前を見ると白いフッドを被ってる二人組が何か話している。二人組は遠くに行った。
「あの先の人達は?」
「…………今日はここを通るのはやめよ。別の道から行こう」
「……あのどうして?」
「………ちょっとね」
理由は分からない。ここは言う通りにしたほうがいいかもしれんない。私達は別の道でホー厶に帰ることになった。ホー厶に到着し、ベルさんは少し寄り道したら、ホー厶に帰るそうだ。私はベットに寝転んだ。
『あの時ベルさんの顔が怖かった…」
あの優しそうな顔をしていた人が怖い顔になっていた。何があったのだろうか。この時アイズは知らなかった、裏で動く集団。そして、その中に赤い髪の短髪の女と関わると、おっとこの話はまだ先だ。
オマケ
まだ、アイズとヘスティアが二人で過ごしていた頃の話だ。ヘスティアはアイズの育て祖母について聞いた。一体どんな人物だったのか。
「そうですね、優しい人でした」
「そうなのかい?」
「私が寝れなかったらから、一緒に寝てくれたりもしてくれました。」
「へぇ~、優しいね」
だが、男性の付き合いに関してはやばかった。浮気をした男はこうしろ、色々と言ってきた。自分にも旦那が浮気した時は今言ってきたことをやったと。
「あの時のおばちゃんは怖かったです」
「君のおばちゃんはヤンデレかな?」
ヘスティアは心当たりがありそうだが、多分気の所為だろうと思い、何も言わなかった。
オマケ2
3年前、学区から来たレフィーヤはオラリオに来ていた。ここでどんな人に出会うのかと。するとゴロツキ冒険者がレフィーヤに絡んでいる。
「おいおい、エルフさんよ。少し付き合えよ」
「すみません、私忙しいので」
「いいから付き合えよ!」
「やめてください!」
無理やりレフィーヤを連れて行こうする。だがそれを止めた人物が現れた。そう少年だった。
「……その子嫌がってるだろう?離せよ…」
「黙れ!ガキ!!てめぇを殴るぞ!」
「……やってみろよ」
ゴロツキ冒険者はその少年を殴ろうとした。しかし、その拳を受け止め、投げ飛ばした。ゴロツキ冒険者はその少年の強さをビビり、その場から逃げた。
「大丈夫かい?怪我はしてない?」
「え?大丈夫です…」
何だろう先までは怖かったのに、今はそんな感じはしない。不思議な人だ。
「ごめんね怖がらせて、怖い感じになれば、ビビるか思ったけど逆効果だったね」
「いいえ、助けてくれてありがとうございます!」
「いいよ。僕は偶然通りかかっただけだから」
その少年はレフィーヤから離れようとした時、レフィーヤが呼び止める。少年はなんだろうと思いつつ、レフィーヤの所に戻る。
「あの私も貴方と同じファミリアに入りたいです!」
「僕のファミリアかい?分かった、案内するよ」
「ありがとうございます!私、レフィーヤ・ウィリディスです」
「じゃあ、僕の名前を言わないとね。僕はアルって言うんだ」
「よろしくお願いしますアルさん!」
アルはレフィーヤをファミリアに案内した。この人はどんなファミリアなのかと期待している。そう予想以上にヤバい所に案内された。

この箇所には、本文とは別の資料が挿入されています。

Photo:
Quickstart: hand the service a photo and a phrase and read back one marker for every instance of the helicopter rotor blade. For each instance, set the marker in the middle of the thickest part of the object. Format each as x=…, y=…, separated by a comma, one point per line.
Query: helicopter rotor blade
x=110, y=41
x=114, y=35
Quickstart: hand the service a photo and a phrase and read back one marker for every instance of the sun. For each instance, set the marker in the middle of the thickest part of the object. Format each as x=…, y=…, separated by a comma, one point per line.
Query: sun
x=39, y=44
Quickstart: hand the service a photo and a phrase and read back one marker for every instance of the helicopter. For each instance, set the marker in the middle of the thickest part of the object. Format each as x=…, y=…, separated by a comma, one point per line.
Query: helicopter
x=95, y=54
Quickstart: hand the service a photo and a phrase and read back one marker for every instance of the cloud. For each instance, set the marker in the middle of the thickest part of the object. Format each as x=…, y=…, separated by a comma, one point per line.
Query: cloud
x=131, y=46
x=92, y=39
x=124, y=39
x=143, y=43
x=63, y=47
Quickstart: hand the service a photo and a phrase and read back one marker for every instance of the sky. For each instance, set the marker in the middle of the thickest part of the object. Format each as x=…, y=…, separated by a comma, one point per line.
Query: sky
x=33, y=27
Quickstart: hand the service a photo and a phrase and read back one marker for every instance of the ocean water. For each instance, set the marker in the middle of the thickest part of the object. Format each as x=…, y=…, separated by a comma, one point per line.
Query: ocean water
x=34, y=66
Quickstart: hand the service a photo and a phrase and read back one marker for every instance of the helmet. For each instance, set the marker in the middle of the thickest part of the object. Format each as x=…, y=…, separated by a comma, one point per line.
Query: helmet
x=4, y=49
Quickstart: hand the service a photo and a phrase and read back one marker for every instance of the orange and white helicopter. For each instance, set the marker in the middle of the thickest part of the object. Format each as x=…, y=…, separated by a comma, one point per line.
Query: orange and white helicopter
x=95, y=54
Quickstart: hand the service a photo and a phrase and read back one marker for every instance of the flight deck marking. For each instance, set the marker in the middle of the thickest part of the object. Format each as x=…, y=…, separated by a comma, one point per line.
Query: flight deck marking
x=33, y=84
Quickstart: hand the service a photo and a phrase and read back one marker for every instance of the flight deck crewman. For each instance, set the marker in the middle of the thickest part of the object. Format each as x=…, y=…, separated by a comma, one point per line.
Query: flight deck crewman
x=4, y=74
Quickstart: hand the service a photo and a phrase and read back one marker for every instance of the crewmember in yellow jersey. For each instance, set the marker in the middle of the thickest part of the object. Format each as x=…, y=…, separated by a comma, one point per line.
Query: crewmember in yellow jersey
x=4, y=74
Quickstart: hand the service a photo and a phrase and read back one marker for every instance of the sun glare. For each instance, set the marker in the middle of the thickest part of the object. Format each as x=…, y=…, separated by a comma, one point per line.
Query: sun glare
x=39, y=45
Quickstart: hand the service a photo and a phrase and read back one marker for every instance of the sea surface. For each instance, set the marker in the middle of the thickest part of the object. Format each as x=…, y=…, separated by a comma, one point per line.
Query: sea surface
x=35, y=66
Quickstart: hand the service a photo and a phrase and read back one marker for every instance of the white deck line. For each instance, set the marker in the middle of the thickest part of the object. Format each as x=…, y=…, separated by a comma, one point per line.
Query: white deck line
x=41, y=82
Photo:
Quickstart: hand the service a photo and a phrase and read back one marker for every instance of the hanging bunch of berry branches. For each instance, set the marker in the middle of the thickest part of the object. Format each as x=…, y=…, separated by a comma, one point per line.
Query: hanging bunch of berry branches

「あの…アルさん。ここて……ロキ・ファミリアのホー厶ですよね?」
「そうだよ。」
「えぇぇぇぇぇ!」
私は驚く。まさかロキ・ファミリアのホー厶に案内されるとは思わなかった。どうしよう緊張してきた、後ドキドキしてきた。
「ベルたん、おかえり。なんやその美人!?」
「落ち着けロキ。ベルおかえり」
この人がロキ。隣にいるのはリヴェリア様ぁぁぁぁぁ!ちょっと待ってください、今お二人はアルさんのことをベルって言いましたよね。まさか、アルさんって……
「ごめんね、名前を偽って。僕の名前はベル・クラネルっていうんだ」
私は突然のことでぶっ倒れた。それから3年後。
「あのレフィーヤが倒れた時はびっくりしたな」
「だって、まさかロキ・ファミリアに案内されるとは思わなかったですよ」
「でもレフィーヤはうちらのファミリアや。頑張るやレフィーヤ」
「あぁ、私達も期待しているからな」
「はい!私も頑張って強くなります!」
そう言って、レフィーヤは今日も修行するのだった。